The residents of Wang Kelian sensed something was amiss when a number of people stumbled on to their streets, weak and injured, and began to beg for food and water.
“They would walk into my shop, with injuries covering their hands and feet. Some were just too weak to even speak properly,” said Lyza Ibrahim, who runs a food stall in the town on the northern Malaysian border with Thailand.
“One asked me, ‘[Is this] Malaysia?’ Then he pointed in the other direction, said ‘Thailand’ and shook his head to signal that he was not wanted there.”
Wang Kelian is an unassuming settlement but it has been thrust into the global spotlight this week after the discovery in nearby jungle of dozens of secret camps used by people smugglers and nearly 140 grave sites.
Police say some of those graves contain multiple bodies – raising the terrible prospect of hundreds of unexplained deaths. On Tuesday Malaysian authorities began the grim task of exhumation.

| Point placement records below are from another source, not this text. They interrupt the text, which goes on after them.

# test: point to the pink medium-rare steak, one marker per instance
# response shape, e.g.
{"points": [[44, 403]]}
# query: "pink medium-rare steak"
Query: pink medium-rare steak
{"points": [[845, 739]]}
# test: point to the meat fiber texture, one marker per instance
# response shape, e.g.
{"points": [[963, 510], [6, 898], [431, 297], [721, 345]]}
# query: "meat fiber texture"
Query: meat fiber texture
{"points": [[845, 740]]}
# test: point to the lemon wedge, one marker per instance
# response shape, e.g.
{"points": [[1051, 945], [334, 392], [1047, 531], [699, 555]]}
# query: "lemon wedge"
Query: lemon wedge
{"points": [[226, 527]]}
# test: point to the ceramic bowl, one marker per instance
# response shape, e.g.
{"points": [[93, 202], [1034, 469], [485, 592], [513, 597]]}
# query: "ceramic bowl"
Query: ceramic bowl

Some of the campsites included wooden pens, some with barbed wire and guarded by sentry posts. In one pen, police found several parts of a decomposed body.
The camps appear to be part of a complex of bases stretching into Thailand on what had been a well-established route smuggling mostly Rohingya people from Burma and Bangladesh.
But the trade has been in chaos since early May, when Thai authorities launched a crackdown after the discovery of mass graves on their side of the border.
Thousands of migrants headed for Thailand started landing elsewhere in south-east Asia. And as the smugglers fled their jungle hideouts, migrants were spotted in Wang Kelian.
Ibrahim said she had seen several migrants, whom she believed to be Rohingya, and heard stories about many others, including that they would go to a nearby mosque to ask for help.